Boris May verstand es mit seinem Gesang Emotionen so authentisch zu transportieren, dass das Publikum davon sichtlich berührt wurde. Zwischendurch teilte er immer wieder Erinnerungen an Menschen, die er kannte mit den Zuschauern und äußerte in diesem Zusammenhang den bedenkenswerten Satz: „Freundschaft wächst nur, wenn man Zeit miteinander verbringt.“
Nachdem schließlich der letzte Ton verhallt und die Bühne wieder leer war, versorgte ich mich noch mit einer Koffeindosis und machte mich auf den Rückweg. Einige Kilometer hinter Reutlingen war ich dann allein in tiefschwarzer Nacht unterwegs, überwältigt von den Eindrücken eines selten intensiven, tiefschwarzen Konzertabends, der mir Folgendes deutlich gezeigt hat: „Die Szene mag vielleicht nicht mehr die Jüngste sein, aber sie lebt. Und sie gedeiht und treibt ihre dunklen Blüten auch im an der Oberfläche bieder wirkenden Ländle.























Schwarzer Wildwuchs abseits jeglicher Szene-Hotspots. Wird von allem ästhetisch Dunklen und Morbiden seit jeher magisch angezogen. Genießt Dunkelheit gerne in der Wildnis. Einzelgängerin, aber offen. Spürt Zugehörigkeit zur Szene seit dem Kontakt zu Spontis. Das schwarze Herz schwingt am stärksten durch „The Doors“, „The Cure“ und „Deine Lakaien.






Klingt nach einem rundum gelungenen Event.😊
Ich habe Fix8:Sed8 bis dato noch nicht live gesehen und das hier soll nicht ihre Musik bewerten. Aber wenn ich mir die Bilder betrachte, dann wirkt das auf mich schon ein Stück weit klischeebehaftet.
Vor meinem geistigen Auge erscheint sofort eine Assoziation zur Kirmes-Geisterbahn. 🙈
Vielleicht erlebt man das aber auch ganz anders, wenn man selbst vor der Bühne steht…
Danke für deinen Kommentar. Ich kann gut nachvollziehen, dass Fix8:Sed8 eventuell so auf dich wirken. Für mich waren sie akustisch so wie optisch eine Herausforderung, die mich aus meiner wohlig darkwavigen Komfortzone heraus gerissen hat. Das wurde mir schon beim Reinhören vor dem Takt Bizarre klar.

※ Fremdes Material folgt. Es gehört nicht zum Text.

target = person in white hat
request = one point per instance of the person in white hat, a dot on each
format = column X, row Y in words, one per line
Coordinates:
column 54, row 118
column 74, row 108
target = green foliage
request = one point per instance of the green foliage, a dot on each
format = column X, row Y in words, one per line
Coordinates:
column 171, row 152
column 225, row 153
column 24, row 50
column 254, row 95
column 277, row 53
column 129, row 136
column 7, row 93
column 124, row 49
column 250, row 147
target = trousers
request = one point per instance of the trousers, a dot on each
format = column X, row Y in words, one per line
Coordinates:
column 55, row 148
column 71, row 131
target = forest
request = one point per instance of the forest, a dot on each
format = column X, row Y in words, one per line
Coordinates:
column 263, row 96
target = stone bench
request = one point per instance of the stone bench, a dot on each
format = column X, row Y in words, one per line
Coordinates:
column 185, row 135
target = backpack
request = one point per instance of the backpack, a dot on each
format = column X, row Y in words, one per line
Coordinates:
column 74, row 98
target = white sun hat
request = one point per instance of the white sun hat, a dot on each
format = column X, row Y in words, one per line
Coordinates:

Wenn man sie nicht kennt und trotzdem neugierig ist, sollte man sich etwas vor dem Konzert mit ihnen befassen, finde ich. Ich persönlich bereue es nicht, dass ich in Bezug auf sie an meiner Schmerzgrenze gerüttelt habe. Und ja, direkt vor der Bühne kam bei mir jetzt kein Kirmes-Geisterbahn Feeling auf.
Sehr schön, vom Takt Bizarre zu lesen, Danke, Maren!
Ein kleiner Blickwinkel von mir noch dazu:
Ich bin kürzlich – wie jedes Jahr – auch vor Ort gewesen. Fix8Sed8 und Plastikstrom haben mich wieder mal überzeugt, wobei letzte ja hier in Reutlingen ihr Heimspiel haben. Die Minimal Trees hatte ich bisher noch nicht live gesehen, klangen als erster Act leider mangels ordentlicher Abmischung eher suboptimal…
Klanstabil bekam ich nur nebenbei mit, da der Merch-Stand meine Aufmerksamkeit auf sich zog. Neben dem Merch der anwesenden Projekte erblickte ich eine Platte von Data Void und kam mit der freundlichen jungen Dame darüber ins Gespräch.
Nach etwas Auffrischung meiner Englisch-Kenntnisse stellte sich für mich überraschenderweise heraus, dass ein weiterer, interessanter Gast vor Ort war: James Mendez, seines Zeichens Kopf von Jihad und im Dunstkreis von Mentallo & The Fixer, Fektion Fekler und jetzt mit Don Gordon (Numb) in eben jenem erwähnten Projekt Data Void.
Kaum von der Dame am Merch erwähnt, kommt er schon herbei und zack, bin ich mit ihm mittem im Gespräch über seine aktuelle Tour, elektronische Musik, Politik, Gesellschaft, kurz: Gott und die Welt. Ein superlieber Typ, der James…
Auf dem Heimweg habe ich den Abend dann Revue passieren lassen und für mich festgehalten, dass genau dieses Gespräch, das Zwischenmenschliche, mein Sahnehäubchen dieses gelungenen Abends war. Ich bin gespannt, wer nächstes Jahr aufspiel und freue mich jetzt schon darauf.